It is their fate, they murmur. It is anyway their way
to shun the theatrical or gothic gesture.
They would not rattle chains if chains could hold them.
It is the wind, so much stronger, that slams doors.
They are heard, if ever, in the dramas of your dreams
where you cannot tell still voices from your own,
intervening, if at all, in the neural substrate,
shunting a lone election Maybe or Maybe not.
Theirs are evasive and oblique persuasions,
stone by stream, for example, snows on outer planets,
undetected constants haunting physicists,
eddies where time runs sidelong or remembers.
Their delight is yielding, wind within the wind,
to faint velleities or fainter chances,
for they find among death's consolations, few enough,
the greatest is, to be mistaken for what happens.
When your eyes widen, they are surging to observe
the evening's trend to mauve, and all you have chosen
so slowly you are unaware of choosing.
And you may feel them feel, amused or touched
(history has not been long enough to decide which)
when your blunt patience emulates their own,
when you sense, like them, all fate might well be focused
in the exact glint of a right front hoof uplifted,
when you wait, as they must, for that crisis of precision
when it will make all the difference in the world
whether a particular petal's side-slipping fall
hushes the rim of a glass, or misses.
(James Richardson, from The Best American Poetry 2005)
***
Burlap Sack
A person is full of sorrow
the way a burlap sack is full of stones or sand.
We say, "Hand me the sack,"
but we get the weight.
Heavier if left out in the rain.
To think that the stones or sand are the self is an error.
To think that grief is the self is an error.
Self carries grief as a pack mule carries the side bags,
being careful between the trees to leave extra room.
The mule is not the load of ropes and nails and axes.
The self is not the miner nor builder nor driver.
What would it be to take the bride
and leave behind the heavy dowry?
To let the thin-ribbed mule browse in tall grasses,
its long ears waggling like the tails of two happy dogs?
(Jane Hirshfield, from The Best American Poetry 2005)
***
Elayne
Some things the book doesn't mention —
the way she would walk the walls daily
and compass the horizon, Brittany
beyond it, and beyond that, island upon
island to the edge of the world walled
like a garden. Or how she'd woken
that night, to hear his breathing turn
like a change in the weather, swell
of a slack sail, the first whisper of rime
on a ripened fruit's skin, and saw him
adrift in the sheets, straight and naked
as a needle. And saw the shape of his
dreams, something like a ship's bow-wave
going on ahead, and saw, because love
was different then, how he'd think of her,
if at all, as the catch and drag of her skirt,
life's element of resistance: the skin
of an apple to the teeth, frostbitten grass
to the feet, a horse's straw-sweet breath
in air, or hawk in crewel work: like
the thing he lacked. And how she'd be
the heavier for it, but for all that, how
they'd have twinned, his idea and hers,
like sail and wind, wind and wing,
if life had been different then.
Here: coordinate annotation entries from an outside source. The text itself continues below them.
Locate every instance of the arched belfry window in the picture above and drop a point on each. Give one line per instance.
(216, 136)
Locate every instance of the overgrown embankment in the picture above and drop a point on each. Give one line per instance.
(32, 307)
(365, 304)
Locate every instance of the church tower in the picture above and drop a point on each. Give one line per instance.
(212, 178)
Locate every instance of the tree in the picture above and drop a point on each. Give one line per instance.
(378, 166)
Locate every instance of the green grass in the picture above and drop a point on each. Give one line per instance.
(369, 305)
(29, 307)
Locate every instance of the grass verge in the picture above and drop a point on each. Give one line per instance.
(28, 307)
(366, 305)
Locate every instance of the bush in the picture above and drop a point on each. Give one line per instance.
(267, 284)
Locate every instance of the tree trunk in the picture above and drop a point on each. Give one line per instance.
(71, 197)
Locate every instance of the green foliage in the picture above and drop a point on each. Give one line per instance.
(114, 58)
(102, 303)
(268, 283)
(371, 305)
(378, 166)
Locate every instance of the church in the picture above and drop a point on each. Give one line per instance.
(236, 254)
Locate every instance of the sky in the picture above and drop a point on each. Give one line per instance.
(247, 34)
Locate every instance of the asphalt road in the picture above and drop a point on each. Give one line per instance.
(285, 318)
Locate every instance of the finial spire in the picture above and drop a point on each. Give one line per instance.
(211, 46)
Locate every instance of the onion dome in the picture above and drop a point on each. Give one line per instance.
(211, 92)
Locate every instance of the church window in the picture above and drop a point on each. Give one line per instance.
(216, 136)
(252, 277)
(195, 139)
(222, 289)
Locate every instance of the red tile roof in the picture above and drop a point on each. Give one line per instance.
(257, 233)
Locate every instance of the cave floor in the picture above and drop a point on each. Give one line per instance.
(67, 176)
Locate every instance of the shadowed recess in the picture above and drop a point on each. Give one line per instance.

Or still
like tapestry and needle: the turning
under, and the stitching in.
(Jane Griffiths, from Icarus on Earth)
***
And one old one of mine, since Paul Muldoon particularly liked it:
Phoenix House
I. Community
I’d wanted to build it of aspen—
one wide wood united, like fungi,
interlinked by mingling roots—
a single whole, that would enclose and frame
our future home. But each trunk, taken alone
was too slender, too lithe to be planed.
We had to go with oak. I decided
better to dwell in than on it.
II. Commutative
The fire devoured all. Like any frame
of primitive joints and untempered beams
it was just a matter of time, the blaze
insatiable, its decadent, dancing tongues—
there was an ecstasy in it, some phantom glimmer
even as we watched all we’d ever owned
dissociate into memories and drifting smoke.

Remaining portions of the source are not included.